Growth characteristics of grass and legume cultivars and their potential for land reclamation; a laboratory experiment; Derelict Land Reclamation Unit, University of York, North Yorkshire, England
Published source details
Elias C.O. & Chadwick M.J. (1979) Growth characteristics of grass and legume cultivars and their potential for land reclamation. Journal of Applied Ecology, 16, 537-544
Published source details Elias C.O. & Chadwick M.J. (1979) Growth characteristics of grass and legume cultivars and their potential for land reclamation. Journal of Applied Ecology, 16, 537-544
Screening of commercially available grass and legume species and cultivars to assess their potential for use in reclamation schemes may enhance revegetation attempts. For example, some cultivars have been selected for characteristics (e.g. salt tolerance, zinc tolerance, low maintenance) that may be useful in revegetation of waste materials. In a laboratory experiment, a study assessed growth characteristics of 40 grass and legume cultivars and their potential for use in reclamation schemes.
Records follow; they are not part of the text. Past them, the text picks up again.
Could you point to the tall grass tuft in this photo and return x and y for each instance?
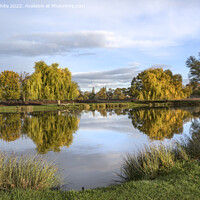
(147, 164)
(192, 143)
(27, 172)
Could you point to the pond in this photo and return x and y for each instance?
(89, 146)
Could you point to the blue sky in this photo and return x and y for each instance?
(103, 43)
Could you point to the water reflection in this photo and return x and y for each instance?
(10, 125)
(159, 124)
(48, 130)
(51, 130)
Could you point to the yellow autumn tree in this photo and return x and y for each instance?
(157, 84)
(159, 124)
(51, 82)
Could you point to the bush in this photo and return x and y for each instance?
(147, 164)
(27, 172)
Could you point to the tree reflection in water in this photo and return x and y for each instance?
(159, 124)
(50, 131)
(10, 125)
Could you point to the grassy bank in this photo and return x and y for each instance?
(21, 172)
(157, 172)
(181, 182)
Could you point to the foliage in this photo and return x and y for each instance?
(101, 94)
(27, 172)
(147, 164)
(182, 182)
(10, 126)
(23, 78)
(159, 124)
(118, 94)
(192, 143)
(9, 85)
(51, 82)
(156, 84)
(194, 66)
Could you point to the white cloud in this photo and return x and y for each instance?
(39, 44)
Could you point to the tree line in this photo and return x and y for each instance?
(47, 82)
(50, 82)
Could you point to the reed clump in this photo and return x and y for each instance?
(150, 162)
(27, 172)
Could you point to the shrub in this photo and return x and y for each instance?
(147, 164)
(27, 172)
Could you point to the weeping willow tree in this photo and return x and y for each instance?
(9, 85)
(51, 82)
(157, 84)
(50, 131)
(159, 124)
(10, 126)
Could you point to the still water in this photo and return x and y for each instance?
(89, 146)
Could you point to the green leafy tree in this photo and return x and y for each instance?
(9, 85)
(109, 93)
(92, 94)
(194, 65)
(194, 75)
(23, 78)
(157, 84)
(118, 94)
(51, 82)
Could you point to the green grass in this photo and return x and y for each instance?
(150, 162)
(27, 172)
(181, 182)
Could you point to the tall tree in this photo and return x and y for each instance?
(194, 75)
(51, 82)
(9, 85)
(157, 84)
(23, 78)
(194, 66)
(101, 94)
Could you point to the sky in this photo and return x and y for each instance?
(103, 43)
The study was undertaking by the Derelict Land Reclamation Unit in growing rooms at the University of York, North Yorkshire, England. Forty cultivars of grasses and herbaceous legumes were grown (Table 1, attached) and included cultivars bred for both agricultural and amenity use.
The plants were grown in cabinets under a 20/15 ºC day/night temperature regime with a 16 h photoperiod. Relative humidity was 60-70%. Plants were grown singly in 500 cm³ of sand in polythene containers supplied with Long Ashton nutrient solution (N 125 mg /1, P 42 mg/1, K 78 mg/1).
Seedlings in containers were arranged in a randomized block design, with two blocks in each of three growth rooms, giving six replicates. Over the 5-week long experimental period, grass and legume samples were taken at weeks 2, 3, 4 and 5. Six plants (one from each replicate) per cultivar were taken at each harvest. These were subdivided into roots, stems and leaves, dried and weighed.
Differences in relative growth rates between cultivars of anyone species were almost all very small. There were significant differences between the common bent-grass Agrostis tenuis cultivars Highland and Boral; Highland having the highest relative growth rate and shoot-weight ratio. Dry weight data was more variable. Unsurprisingly between species differences were far greater both in terms of growth rates and biomass ratios.
It was apparent that some legumes successfully used in waste land reclamation e.g. crown vetch Coronilla varia and bird’s-foot trefoil Lotus corniculatus, had relatively high root-weight ratios indicating a substantial root system.
The productive grasses commonly grown in agriculture (e.g. perennial rye-grass Lolium perenne, cock’s-foot Dactylis glomerata and smooth meadow-grass Poa pratense) showed a higher growth rate than those less commonly used for this purpose (e.g. fine-leaved fescue Festuca tenuifolia).
Conclusions: There were few differences in growth characteristics between cultivars within the species studied. Grass and legume species with a high relative growth rates are considered only likely to grow successfully on substrates which are nutrient deficient where fertilizer has been added. Species with a low growth rate are likely to be more successful on nutrient-deficient substrates such as colliery spoil.